Cuando acepté el trabajo, me dio la mano para mi sorpresa, pero al despedirnos no me la tendió, lo que me produjo una sensación desagradable, teniendo en cuenta su actitud muy correcta en todo lo demás. Mientras conducía de regreso a Ámsterdam, me di cuenta de que acaso había una explicación para haberme negado el apretón de manos. Cuando terminamos de hablar, se incorporó con dificultad de su asiento para, a continuación, en pie y derecho como una vela, descollar por encima de mí. Le agradecí la confianza depositada en mi persona, pero, en lugar de responder a mi agradecimiento, dijo: «Esto todavía no se ha acabado».

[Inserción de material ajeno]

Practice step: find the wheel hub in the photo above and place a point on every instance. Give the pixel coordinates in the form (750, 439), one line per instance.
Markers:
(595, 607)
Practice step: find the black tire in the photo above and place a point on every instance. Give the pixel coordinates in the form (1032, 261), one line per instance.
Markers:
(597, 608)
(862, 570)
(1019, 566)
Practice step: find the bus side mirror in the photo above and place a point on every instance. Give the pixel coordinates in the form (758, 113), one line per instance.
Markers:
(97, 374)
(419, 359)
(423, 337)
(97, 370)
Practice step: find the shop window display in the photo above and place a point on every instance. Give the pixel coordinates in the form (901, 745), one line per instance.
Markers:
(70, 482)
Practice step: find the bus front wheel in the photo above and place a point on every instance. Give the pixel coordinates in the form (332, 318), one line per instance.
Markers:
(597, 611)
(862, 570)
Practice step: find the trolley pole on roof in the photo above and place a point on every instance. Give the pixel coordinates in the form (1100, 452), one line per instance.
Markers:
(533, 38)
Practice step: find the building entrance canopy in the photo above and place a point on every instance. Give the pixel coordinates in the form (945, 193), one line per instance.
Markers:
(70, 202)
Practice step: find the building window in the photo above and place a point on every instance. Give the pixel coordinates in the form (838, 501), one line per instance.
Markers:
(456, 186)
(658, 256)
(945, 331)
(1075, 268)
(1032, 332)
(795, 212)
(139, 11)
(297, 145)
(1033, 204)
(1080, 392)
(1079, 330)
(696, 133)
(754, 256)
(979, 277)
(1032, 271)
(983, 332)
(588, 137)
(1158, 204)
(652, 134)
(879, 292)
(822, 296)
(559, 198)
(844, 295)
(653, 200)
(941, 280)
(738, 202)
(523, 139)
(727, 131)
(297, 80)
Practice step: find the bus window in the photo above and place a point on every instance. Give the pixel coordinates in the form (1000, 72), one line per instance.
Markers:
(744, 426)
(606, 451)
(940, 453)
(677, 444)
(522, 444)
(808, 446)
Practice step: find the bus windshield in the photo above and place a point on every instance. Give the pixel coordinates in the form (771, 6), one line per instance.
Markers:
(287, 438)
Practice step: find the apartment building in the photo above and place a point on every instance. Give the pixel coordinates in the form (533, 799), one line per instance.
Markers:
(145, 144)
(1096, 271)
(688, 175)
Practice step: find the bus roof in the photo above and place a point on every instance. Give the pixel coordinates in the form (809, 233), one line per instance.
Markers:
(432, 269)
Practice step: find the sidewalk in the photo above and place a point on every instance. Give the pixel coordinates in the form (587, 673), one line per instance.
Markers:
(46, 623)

Mientras le miraba, parecía replegado en sí mismo, y tampoco me quedó claro entonces si hablaba consigo mismo o me lo estaba diciendo a mí.
—No, ya me hago cargo, señor Teller —reaccioné—. Habría querido hacer algo más por la señora Roes.
—No me refería a eso.
—¿Cómo?
—Tampoco se ha acabado todavía para usted.
Me miró, pero me pregunté si me veía, y sonaba como si no fueran sus propias palabras, sino las de una persona distinta, como si él no fuera más que el instrumento que las pronunciaba.